- Category: Ad hoc board
- Location: England and Wales
- Created by: Poor Law Amendment Act 1834
- Created: 1834;
- Abolished by: Local Government Act 1929;
- Abolished: 1930;
- Additional status: Registration district; Rural sanitary district;
- Government: Board of guardians;
- Subdivisions: Civil parish;

= Poor Law union =

Early local government unit in UK and Ireland

A poor law union was a geographical territory, and early local government unit, in Great Britain and Ireland.

Poor law unions existed in England and Wales from 1834 to 1930 for the administration of poor relief. Prior to the Poor Law Amendment Act 1834 the administration of the English Poor Laws was the responsibility of the vestries of individual parishes, which varied widely in their size, populations, financial resources, rateable values and requirements. From 1834 the parishes were grouped into unions, jointly responsible for the administration of poor relief in their areas and each governed by a board of guardians. A parish large enough to operate independently of a union was known as a poor law parish.
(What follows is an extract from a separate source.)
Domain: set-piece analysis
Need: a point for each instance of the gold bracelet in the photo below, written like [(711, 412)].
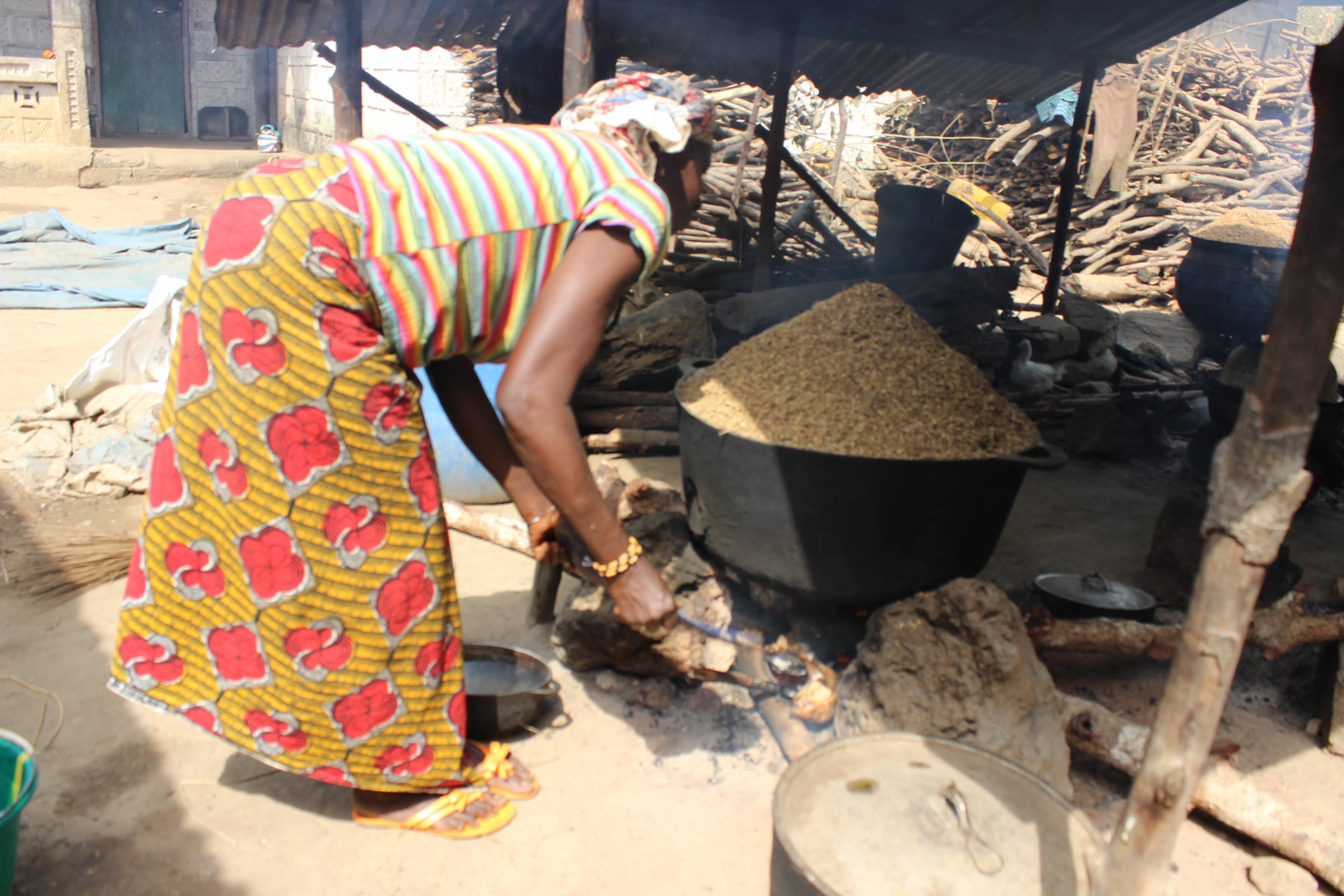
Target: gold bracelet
[(620, 565)]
Collectively, poor law unions and poor law parishes were known as poor law districts. The grouping of the parishes into unions caused larger centralised workhouses to be built to replace smaller facilities in each parish. Poor law unions were later used as a basis for the delivery of registration from 1837, and sanitation outside urban areas from 1875. Poor law unions were abolished by the Local Government Act 1929, which transferred responsibility for public assistance to county and county borough councils.

==England and Wales==

The English Poor Laws laid out the system of poor relief that existed in England and Wales from the reign of Elizabeth I until the emergence of the modern welfare state after the Second World War. Historian Mark Blaug has argued that the Poor Law system provided "a welfare state in miniature, relieving the elderly, widows, children, the sick, the disabled, and the unemployed and underemployed".

The functions of poor law unions were exercised by boards of guardians, partly elected by ratepayers, but also including magistrates.

Some parishes, many in the metropolitan area of London, were able to avoid amalgamation into unions because of earlier local acts that regulated their poor law administration. The Metropolitan Poor Act 1867 (30 & 31 Vict. c. 6) allowed the Poor Law Board to include these parishes in unions.

Until 1894 the guardians consisted of justices of the peace along with other members elected by rate-payers, with higher rate-payers having more votes. JPs were removed and plural voting stopped in 1894, but nobody actually receiving poor relief was allowed to vote.

Their areas were espoused for other functional districts, such as civil registration of all births, marriages and deaths which became law from 1837 and rural sanitary districts established in 1875.

In 1894 rural districts and urban districts were set up based on the sanitary districts (and therefore indirectly on the unions). In 1930, under the Local Government Act 1929, the poor law unions were finally abolished and their responsibilities transferred to the county councils and county boroughs.

==Ireland==

Under the Poor Relief (Ireland) Act 1838, three Poor Law Commissioners divided Ireland into poor law unions, in which paupers would receive poor relief paid for by a poor rate extracted by local poor law valuations (ratings of rate payers). The name "union" was adopted from the English model although boundaries were unrelated to civil parishes. A union was named after the town on which it was centred, usually where its workhouse stood. Unions were defined as groups of poor law electoral divisions, in turn groups of townlands. Electoral divisions returned members (guardians) to the board of guardians, to which ratepayers who paid higher rates had more votes. During and after the Great Famine, the impoverished west was redrawn to create more unions for easier administration and for computation of where suffering was most endemic. When the Irish General Register Office was established in 1864, each union became a superintendent registrar's district, thus electoral divisions together formed a dispensary or registrar's district. The Local Government (Ireland) Act 1898 divided administrative counties into urban and rural districts, with each rural district corresponding to the non-urban portion of a poor law union within the county. In the Irish Free State, poor law unions and rural districts were abolished in 1925 and the powers of boards of guardians transferred to the county councils' Board of Health. In Northern Ireland, poor law unions survived until the Northern Ireland Health and Social Care Service in 1948.

==Scotland==
The Poor Law in Scotland was reformed by the Poor Law (Scotland) Act 1845. Poorhouses (as workhouses were generally known in Scotland) were organised at parish level. The Act permitted, but did not require, parishes to join to build and operate poorhouses. A union of parishes operating a single poorhouse was known as a Combination.